After surgery, the doses of tacrolimus and MMF were reduced to 1 mg/day and 500 mg/day, respectively. The patient managed well and did not show evidence of rejection of the transplanted renal allograft. The patient received three cycles of chemotherapy with a regimen of cyclophosphamide, doxorubicin, vincristine, prednisolone, and rituximab (R-CHOP). No evidence of lymphoma recurrence was observed during the postoperative surveillance period of 20 months.
Discussion
On ultrasonography, lymphomas presenting as a mass usually demonstrate homogenous, markedly-low echogenicity irrespective of the nodal or extra-nodal status [3-5]. This is because lymphoma is fundamentally a homogeneous tumor that generates very few internal reflections. Under rare circumstances, however, if the lymphoma mass becomes heterogeneous, atypical imaging findings may be encountered. For example, a reported lymphoma case involving the liver and a hepatoduodenal ligament that carried intermingled adipose cells within the mass presented as a hyperechoic mass [6].
PTLD consists of a wide spectrum of conditions associated with lymphoid proliferation that occurs after organ transplantation and the administration of immunosuppressive agents. This malady ranges from reactive, polyclonal hyperplasia to aggressive non- Hodgkin lymphoma. In the literature, PTLD is described as occurring most frequently during the first year after transplantation, with the highest incidence after small bowel transplantation (~20%), followed by lung, heart, liver, and kidney transplantation (1%-10%) [7]. Immunosuppression and EBV infection status are two major factors associated with the development of PTLD [8,9].
In the current article, we report a post-transplantation lymphoma case that presented as a retroperitoneal mass showing striking heterogeneous echogenicity on ultrasonography.
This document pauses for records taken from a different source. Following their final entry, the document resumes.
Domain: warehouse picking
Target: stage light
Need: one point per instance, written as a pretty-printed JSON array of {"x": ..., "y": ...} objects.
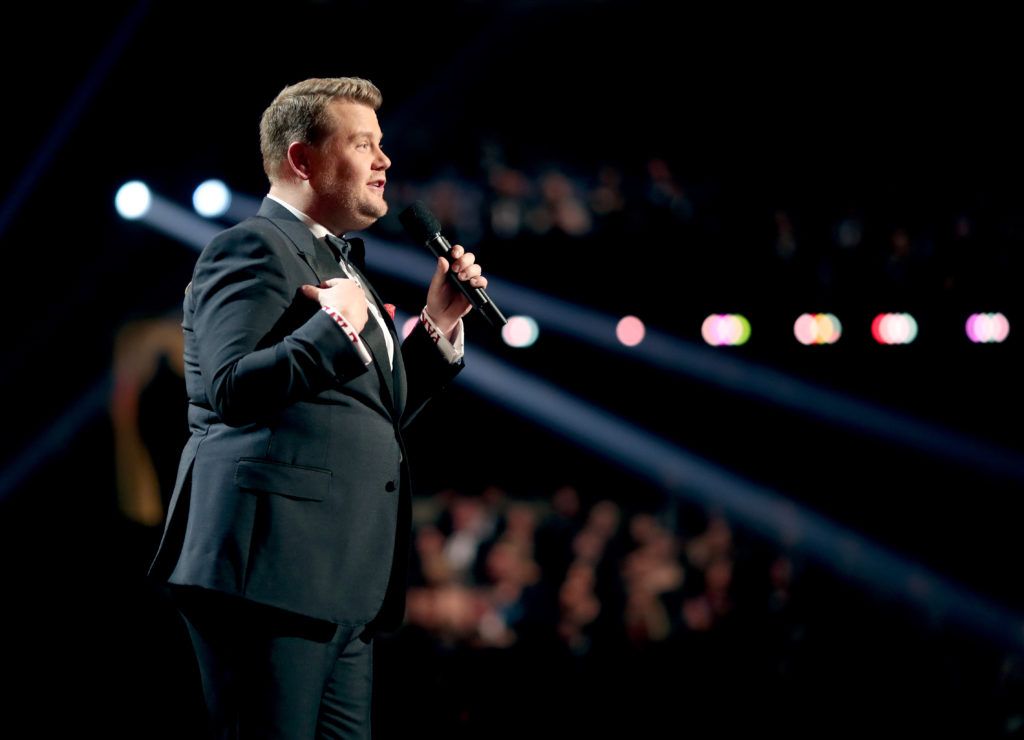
[
  {"x": 520, "y": 332},
  {"x": 630, "y": 331},
  {"x": 133, "y": 200},
  {"x": 817, "y": 329},
  {"x": 212, "y": 199},
  {"x": 987, "y": 328},
  {"x": 725, "y": 330},
  {"x": 894, "y": 329}
]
The patient underwent surgical resection, and we performed a radiologicalpathological correlation to account for such atypical imaging findings. As such marked inhomogeneity revealed on ultrasonography is very unusual for lymphoma [1,2], we mistakenly excluded lymphoma from our differential diagnosis. Based on the gross and microscopic features of the surgical specimen, the heterogeneous echogenicity was attributed to extensive necrosis within the mass. Unlike untreated lymphomas, which rarely contain necrotic portions, lymphomas in post-transplantation conditions have been reported to occasionally show central areas of necrosis [10,11], which was probably the case in our patient as well. Knowledge of such atypical ultrasonography features of lymphoma associated with PTLD seems to be important because ultrasonography is frequently used as the initial surveillance modality after transplantation; if the radiologist is familiar with these atypical imaging features, confusion can be avoided.
In conclusion, lymphoma can occasionally present on ultrasonography as a mass with markedly heterogeneous echogenicity, which represents internal necrosis when associated with the conditions of PTLD. If the patient has a clinical history of organ transplantation, is receiving immunosuppressive therapies, and has atypical findings, the clinician is cautioned not to exclude lymphoma from the differential diagnosis, and early tissue confirmation is indicated.